Transfer learning is a crucial technique for handling a small amount of data that is potentially related to other abundant data. However, most of the existing methods are focused on classification tasks using images and language datasets. Therefore, in order to expand the transfer learning scheme to regression tasks, we propose a novel transfer technique based on differential geometry, namely the Geometrically Aligned Transfer Encoder (GATE). In this method, we interpret the latent vectors from the model to exist on a Riemannian curved manifold. We find a proper diffeomorphism between pairs of tasks to ensure that every arbitrary point maps to a locally flat coordinate in the overlapping region, allowing the transfer of knowledge from the source to the target data. This also serves as an effective regularizer for the model to behave in extrapolation regions.
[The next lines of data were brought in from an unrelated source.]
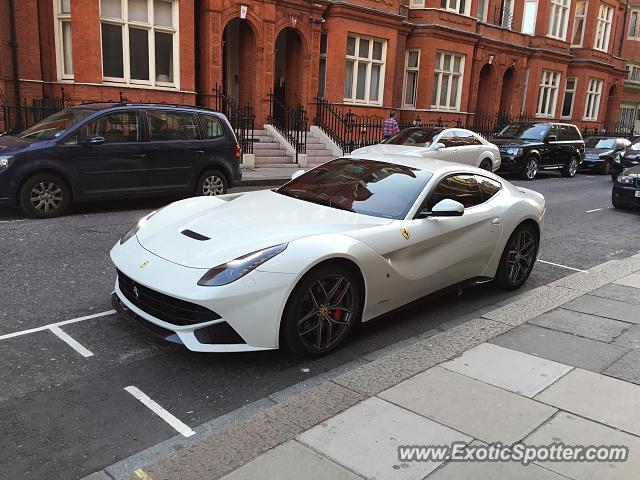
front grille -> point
(164, 307)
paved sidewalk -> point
(560, 363)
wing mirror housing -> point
(444, 208)
(94, 140)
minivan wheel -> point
(45, 196)
(211, 183)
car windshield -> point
(413, 137)
(525, 131)
(367, 187)
(54, 125)
(595, 142)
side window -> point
(488, 187)
(211, 126)
(167, 125)
(116, 127)
(461, 188)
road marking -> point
(72, 342)
(57, 324)
(180, 427)
(563, 266)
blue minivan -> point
(117, 150)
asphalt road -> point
(63, 416)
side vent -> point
(194, 235)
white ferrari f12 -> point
(300, 266)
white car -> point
(343, 243)
(450, 144)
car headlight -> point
(238, 268)
(136, 227)
(5, 161)
(625, 179)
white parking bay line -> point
(180, 427)
(563, 266)
(72, 342)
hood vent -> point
(195, 235)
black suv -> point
(526, 148)
(117, 150)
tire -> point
(530, 170)
(45, 196)
(518, 258)
(310, 326)
(486, 164)
(570, 168)
(212, 183)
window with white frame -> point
(548, 93)
(558, 19)
(529, 17)
(364, 71)
(592, 103)
(64, 51)
(634, 25)
(447, 81)
(411, 69)
(457, 6)
(569, 97)
(139, 44)
(579, 23)
(603, 27)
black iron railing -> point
(241, 118)
(290, 122)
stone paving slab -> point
(598, 397)
(486, 412)
(561, 347)
(618, 292)
(572, 430)
(365, 439)
(632, 280)
(627, 368)
(605, 307)
(508, 369)
(581, 324)
(292, 461)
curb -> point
(230, 441)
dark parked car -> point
(117, 150)
(626, 189)
(527, 148)
(600, 152)
(627, 159)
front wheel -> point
(517, 258)
(321, 311)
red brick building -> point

In this article, we demonstrate that GATE outperforms conventional methods and exhibits stable behavior in both the latent space and extrapolation regions for various molecular graph datasets.

翻译：迁移学习是一种关键技术，用于处理与大量潜在关联数据相比数量较少的数据。然而，现有方法大多聚焦于图像和语言数据集的分类任务。为了将迁移学习框架扩展至回归任务，我们提出了一种基于微分几何的新型迁移技术，即几何对齐迁移编码器（GATE）。在该方法中，我们将模型中的潜在向量解释为存在于黎曼弯曲流形上。我们找到任务对之间的恰当微分同胚，确保任意点映射到重叠区域的局部平坦坐标，从而允许知识从源数据迁移到目标数据。同时，这也可作为模型在外推区域表现的有效正则化器。本文在多种分子图数据集上证明，GATE 优于传统方法，并在潜在空间和外推区域中展现出稳定行为。